Kürsüye tekrar çıkmamı engellemek için meclis başkanını değiştirdiler. Kurtulmuş, bir şeyi sonlandırmak için gelmedi. Söz hakkı vermemek için geldi. Bize söylediğini kamusal alanda da söylesin ya! Ama bize söylediği fikirde mutabıksak, Gezi gibi bir dava bile olmaması gerektiğini düşünüyor ise gereğini yapacak. Nedir gereği dersen, istifa edecek.

Herkes iktidarın çizdiği yerden hizalanıyor.

Daha önce edilen küfürler, hakaretleri nereye koyacağız?

Böyle düşünenler Tuncay Özkan'ın paylaşımı üzerine AKP’den yükselen küfürlere bir baksınlar. Bu arada Özkan da Cumhurbaşkanı'nın söylediğinin eş anlamlısını söyledi. Cumhurbaşkanı “gösteriş budalası” dedi. “Züppe” demekle aynı şey. Ama onun üzerinden kopan kıyamet, sinkaflı küfürleri açık alanda yazmak…

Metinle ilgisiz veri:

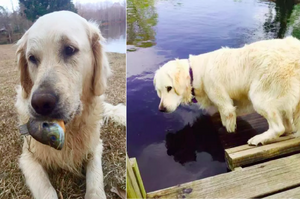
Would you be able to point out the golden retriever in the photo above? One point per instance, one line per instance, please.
(264, 76)
(63, 74)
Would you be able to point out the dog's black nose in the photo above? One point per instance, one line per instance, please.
(43, 102)
(162, 109)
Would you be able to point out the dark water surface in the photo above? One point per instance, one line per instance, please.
(184, 146)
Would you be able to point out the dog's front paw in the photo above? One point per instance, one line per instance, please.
(229, 122)
(95, 195)
(261, 139)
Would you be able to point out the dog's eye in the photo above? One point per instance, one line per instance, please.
(69, 50)
(169, 88)
(32, 59)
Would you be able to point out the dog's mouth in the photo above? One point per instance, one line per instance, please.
(58, 115)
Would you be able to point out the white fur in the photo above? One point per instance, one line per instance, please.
(72, 79)
(264, 76)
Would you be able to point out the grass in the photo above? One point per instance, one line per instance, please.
(12, 182)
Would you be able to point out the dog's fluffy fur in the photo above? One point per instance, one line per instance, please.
(264, 76)
(80, 81)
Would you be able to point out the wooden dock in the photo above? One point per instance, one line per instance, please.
(269, 171)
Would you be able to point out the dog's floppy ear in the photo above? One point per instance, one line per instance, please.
(101, 69)
(25, 79)
(180, 79)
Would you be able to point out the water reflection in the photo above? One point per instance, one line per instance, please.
(201, 136)
(276, 23)
(141, 18)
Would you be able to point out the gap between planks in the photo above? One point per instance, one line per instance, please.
(246, 155)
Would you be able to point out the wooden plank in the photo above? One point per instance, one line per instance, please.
(291, 193)
(252, 182)
(135, 191)
(136, 171)
(245, 155)
(130, 191)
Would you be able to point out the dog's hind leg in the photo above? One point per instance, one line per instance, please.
(94, 175)
(269, 110)
(115, 113)
(36, 177)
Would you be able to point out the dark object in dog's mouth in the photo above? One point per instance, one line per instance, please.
(49, 133)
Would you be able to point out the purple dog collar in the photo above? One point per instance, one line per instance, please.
(192, 79)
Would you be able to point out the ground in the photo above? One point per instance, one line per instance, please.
(12, 183)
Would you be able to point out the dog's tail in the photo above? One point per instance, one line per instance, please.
(115, 113)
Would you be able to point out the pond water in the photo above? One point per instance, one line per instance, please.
(115, 36)
(184, 146)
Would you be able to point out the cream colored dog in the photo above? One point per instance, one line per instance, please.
(64, 71)
(264, 75)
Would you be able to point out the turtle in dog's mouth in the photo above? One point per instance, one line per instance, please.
(48, 133)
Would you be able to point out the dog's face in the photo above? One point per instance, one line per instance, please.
(61, 64)
(171, 82)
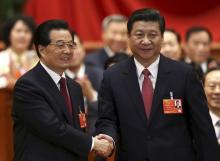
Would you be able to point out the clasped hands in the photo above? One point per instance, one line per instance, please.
(103, 145)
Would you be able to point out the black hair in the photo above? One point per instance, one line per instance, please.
(175, 33)
(42, 33)
(10, 23)
(118, 57)
(146, 14)
(195, 29)
(209, 71)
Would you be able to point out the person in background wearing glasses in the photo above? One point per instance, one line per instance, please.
(18, 57)
(211, 83)
(48, 107)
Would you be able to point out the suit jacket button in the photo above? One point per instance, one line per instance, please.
(149, 137)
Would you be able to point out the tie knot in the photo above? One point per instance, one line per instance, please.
(146, 72)
(62, 80)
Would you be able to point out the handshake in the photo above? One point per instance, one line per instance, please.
(103, 145)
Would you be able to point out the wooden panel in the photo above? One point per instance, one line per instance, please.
(6, 133)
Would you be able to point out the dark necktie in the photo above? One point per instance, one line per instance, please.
(64, 92)
(147, 92)
(218, 125)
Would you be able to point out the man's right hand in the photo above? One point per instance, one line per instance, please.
(102, 147)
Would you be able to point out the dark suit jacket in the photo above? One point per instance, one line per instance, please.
(162, 137)
(42, 129)
(95, 76)
(97, 58)
(198, 68)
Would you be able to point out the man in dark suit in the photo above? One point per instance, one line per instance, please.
(114, 35)
(89, 77)
(198, 49)
(48, 107)
(212, 91)
(153, 107)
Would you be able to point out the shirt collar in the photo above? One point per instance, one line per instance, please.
(214, 117)
(79, 74)
(153, 68)
(56, 77)
(109, 52)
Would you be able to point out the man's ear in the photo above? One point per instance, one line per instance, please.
(41, 50)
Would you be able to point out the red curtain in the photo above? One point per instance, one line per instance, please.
(85, 16)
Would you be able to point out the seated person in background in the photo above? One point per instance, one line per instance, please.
(198, 49)
(171, 46)
(212, 90)
(17, 58)
(114, 35)
(89, 77)
(115, 59)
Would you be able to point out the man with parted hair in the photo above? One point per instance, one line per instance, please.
(198, 49)
(137, 101)
(212, 91)
(48, 107)
(114, 35)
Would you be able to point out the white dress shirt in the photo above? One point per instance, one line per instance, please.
(153, 69)
(80, 74)
(56, 78)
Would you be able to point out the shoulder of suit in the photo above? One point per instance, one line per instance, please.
(173, 65)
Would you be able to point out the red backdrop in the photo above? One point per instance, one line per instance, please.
(85, 16)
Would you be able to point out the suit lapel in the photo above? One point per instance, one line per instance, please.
(161, 85)
(49, 85)
(75, 97)
(132, 86)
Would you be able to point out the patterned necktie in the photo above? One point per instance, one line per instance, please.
(64, 92)
(147, 92)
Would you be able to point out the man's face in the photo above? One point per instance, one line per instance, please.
(115, 36)
(145, 41)
(198, 47)
(58, 54)
(79, 53)
(171, 47)
(212, 89)
(20, 36)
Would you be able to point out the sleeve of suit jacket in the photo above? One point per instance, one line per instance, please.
(107, 121)
(30, 104)
(200, 121)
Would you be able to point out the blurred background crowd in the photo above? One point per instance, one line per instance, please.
(192, 36)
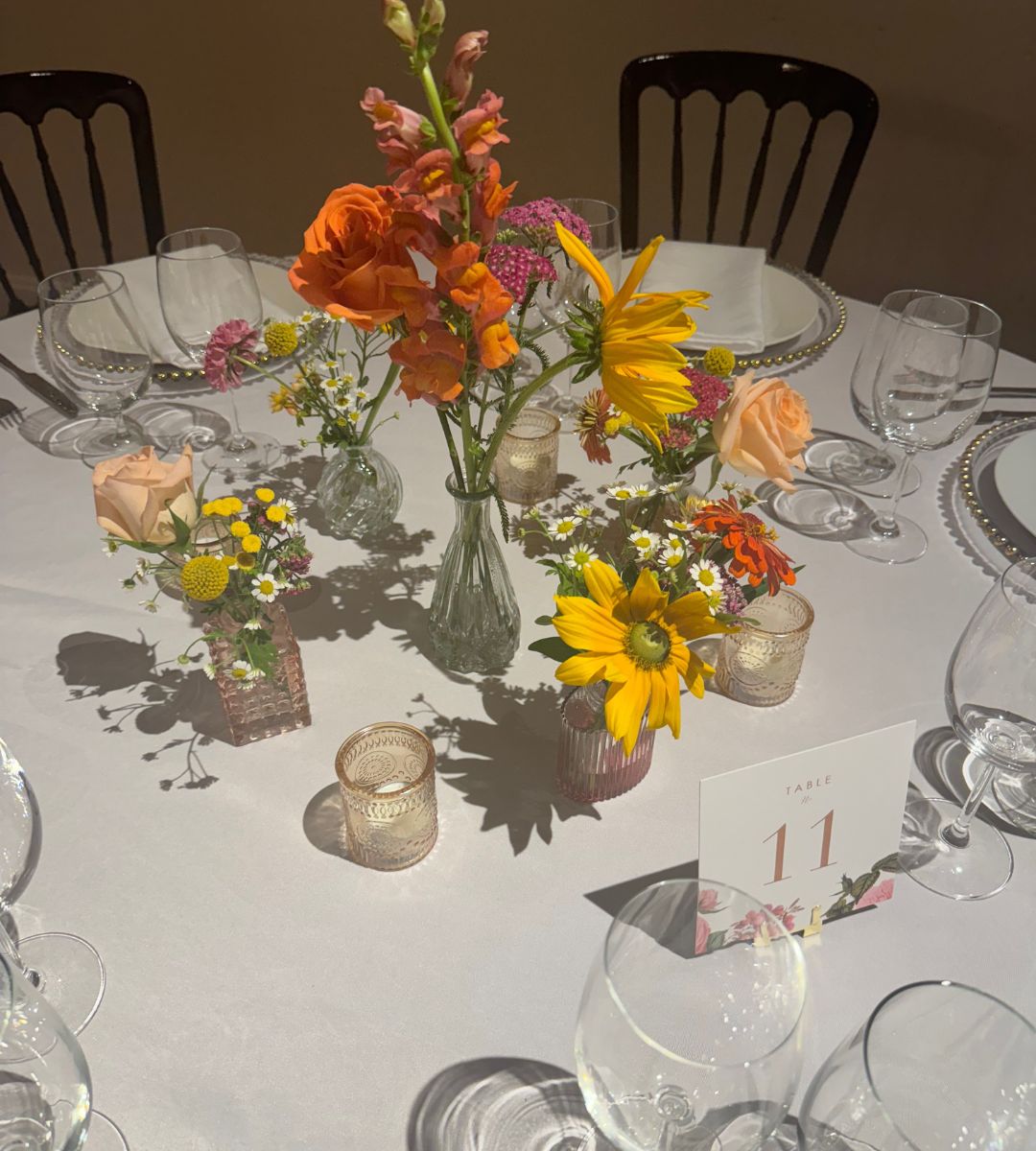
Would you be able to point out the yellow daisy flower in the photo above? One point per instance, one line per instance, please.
(640, 367)
(638, 643)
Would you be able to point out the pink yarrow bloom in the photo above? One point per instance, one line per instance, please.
(478, 130)
(517, 268)
(470, 47)
(400, 131)
(230, 343)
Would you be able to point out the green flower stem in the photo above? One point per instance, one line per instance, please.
(511, 412)
(372, 411)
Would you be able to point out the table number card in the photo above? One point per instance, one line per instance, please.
(815, 829)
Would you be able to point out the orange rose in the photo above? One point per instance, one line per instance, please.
(763, 430)
(346, 252)
(135, 495)
(432, 361)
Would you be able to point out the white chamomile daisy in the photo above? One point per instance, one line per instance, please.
(646, 542)
(265, 588)
(563, 528)
(578, 557)
(707, 576)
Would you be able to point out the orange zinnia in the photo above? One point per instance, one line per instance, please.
(752, 542)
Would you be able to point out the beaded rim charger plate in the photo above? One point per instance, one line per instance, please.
(977, 488)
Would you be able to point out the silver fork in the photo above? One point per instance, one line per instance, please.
(11, 414)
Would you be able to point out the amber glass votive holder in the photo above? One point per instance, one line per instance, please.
(387, 775)
(760, 663)
(527, 463)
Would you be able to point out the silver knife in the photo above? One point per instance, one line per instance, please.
(41, 388)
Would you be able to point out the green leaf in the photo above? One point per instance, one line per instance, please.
(553, 647)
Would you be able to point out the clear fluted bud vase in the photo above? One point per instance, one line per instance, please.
(475, 622)
(259, 708)
(360, 492)
(591, 764)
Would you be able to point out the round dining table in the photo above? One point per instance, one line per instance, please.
(266, 993)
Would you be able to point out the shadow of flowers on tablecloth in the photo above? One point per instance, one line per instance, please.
(158, 699)
(506, 763)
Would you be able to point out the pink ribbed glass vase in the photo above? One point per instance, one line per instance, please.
(591, 764)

Kiminle mücadele ettiğimizi görelim bir kere.

İktidarın çizdiği hattan hizalanan bir muhalefetin topluma faydası olmaz.

Yapılacak tek şey var:

Muhalefet mecliste azınlık… İktidarın yasalaştırmak istediği düzenlemeyi engelleyecek sayısal çoğunluğumuz yok. İstedikleri her şey geçiyor. Mecliste fiili saldırı oluyor, onu engelleyemiyoruz. Saldırgana hak ettiği cezayı verdiremiyoruz.

Hep birlikte meclisi terk edelim. AKP, MHP baş başa kalsın. Meclisi sokağa taşımaktan bahsediyorum. Böyle bir ortamda yönetebilirler mi? Evet, utanmaları yok. Devam edebilirler. Ama meşruiyet sorunu yaratır. Biz parlamentercilik oynamayalım artık. CHP'sinden İyi Partisi'ne tüm muhalefet meclisi terk etmeli.

Şimdi meclisin yeniden toplanmasını istiyoruz.

Toplanmasına karşı mısın?

Hayır değilim ama seslendiğimiz insanlar zerre vicdan kırıntısı taşımıyor. Taşısalar açlık, yoksulluk nedeniyle intihar eden anneler ve babalardan utanırlar.

Yeniden görüşülmesinin bir faydası yok mu?

Ben görüşülmesin demiyorum. Ama sonuç almayacağız. Çünkü karşımıza AYM kararına uymayacağını belirten biri var.

Kürsü hakkını kullanan vekile saldıranlara sahip çıkan bir cumhurbaşkanı var. Neyi tartışıyoruz? Türkiye’nin ihtiyacı, bir an önce seçime gitmek.